Helium-3 surface spin echo (HeSE) is an inelastic scattering technique in surface science that has been used to measure microscopic dynamics at well-defined surfaces in ultra-high vacuum. The information available from HeSE complements and extends that available from other inelastic scattering techniques such as neutron spin echo and traditional helium-4 atom scattering (HAS).

== Principles ==

The experimental principles of the HeSE experiment are analogous to those of neutron spin echo, differing in details such as the nature of the probe/sample interactions that give rise to scattering. In outline, a polarized ^{3}He beam is created by a supersonic expansion followed by a spin-filtering stage (polariser). The helium scatters from the experimental sample and is detected at the end of the beamline after another spin-filtering stage (analyser). Before and after the scattering process, the beam passes through magnetic fields that precess the probe spins in the usual sense of a spin echo experiment. The raw data of the experiment are the spin-resolved scattered helium intensities as a function of the incoming magnetic field integral, outgoing field integral and any other variable parameters relevant to specific experiments, such as surface orientation and temperature. In the most general kind of scattering-with-precession experiment, the data can be used to construct the 2D 'wavelength intensity matrix' for the surface scattering process, i.e. the probability that a helium atom of a certain incoming wavelength scatters into a state with a certain outgoing wavelength.

Conventional 'spin echo' measurements are a common special case of the more general scattering-with-precession measurements, in which the incoming and outgoing magnetic field integrals are constrained to be equal. The polarization of the outgoing beam is measured as a function of the precession field integral by measuring the intensity of the outgoing beam resolved into different spin states. The spin echo case is referred to as a type of 'tilted projection measurement'. Spin echo measurements are an appropriate tilted projection for quasi-elastic measurements of surface dynamics because the raw data are closely related to the intermediate scattering function (ISF), which in many cases can be interpreted in terms of standard dynamical signatures.

== Applications ==

The surface processes that HeSE can measure can be broadly divided into elastic, quasielastic and inelastic processes. Measurements in which the predominant signal is elastically scattered include standard helium diffraction and the measurement of selective adsorption resonances. Quasielastic measurements generally correspond to measurements of microscopic surface diffusion in which the Doppler-like energy gain and loss of the helium atoms is small compared to the beam energy. More strongly inelastic measurements can provide information about energy loss channels on the surface such as surface phonons.

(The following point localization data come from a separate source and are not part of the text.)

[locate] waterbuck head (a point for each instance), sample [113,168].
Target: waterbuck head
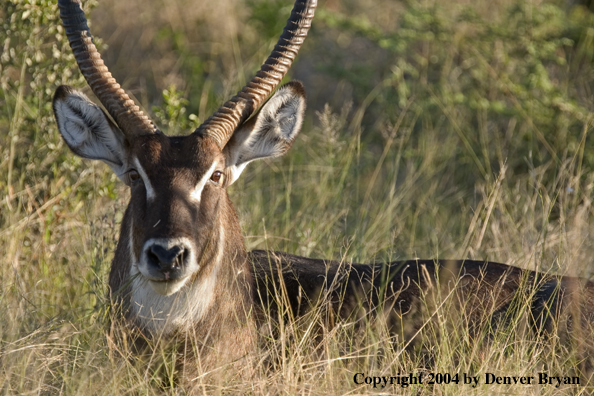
[180,233]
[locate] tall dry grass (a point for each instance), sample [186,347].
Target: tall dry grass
[451,131]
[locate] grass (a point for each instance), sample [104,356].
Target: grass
[469,142]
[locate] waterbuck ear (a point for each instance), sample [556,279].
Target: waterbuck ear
[270,133]
[87,130]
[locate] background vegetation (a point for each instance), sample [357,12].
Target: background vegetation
[434,129]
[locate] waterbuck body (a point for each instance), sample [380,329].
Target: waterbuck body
[181,268]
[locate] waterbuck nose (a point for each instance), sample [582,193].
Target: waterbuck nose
[167,259]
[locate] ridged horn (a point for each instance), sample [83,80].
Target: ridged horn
[118,104]
[221,125]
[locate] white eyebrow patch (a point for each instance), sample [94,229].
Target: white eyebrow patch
[196,193]
[150,192]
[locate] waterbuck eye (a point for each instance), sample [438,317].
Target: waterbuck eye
[216,176]
[133,175]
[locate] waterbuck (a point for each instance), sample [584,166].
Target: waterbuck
[181,267]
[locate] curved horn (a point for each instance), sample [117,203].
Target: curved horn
[122,109]
[221,125]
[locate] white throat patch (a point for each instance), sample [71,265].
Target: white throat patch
[164,315]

=== Microscopic diffusion ===

HeSE has been used to study the diffusion rates and mechanisms of atoms and molecules ('adsorbates') at surfaces. A non-exhaustive list of the research themes associated with HeSE diffusion measurements include:
nuclear quantum effects in the surface diffusion of atomic hydrogen;
benchmarking the adsorbate/surface free energy landscape;
energy exchange ('friction') between adsorbates and the surface; pairwise and many-body inter-adsorbate interactions.

=== Selective adsorption resonances ===

HeSE has been used to construct empirical helium-surface scattering potentials through the measurement of selective adsorption resonances (bound state resonances) on the clean LiF(001) surface and the hydrogenated Si(111) surface.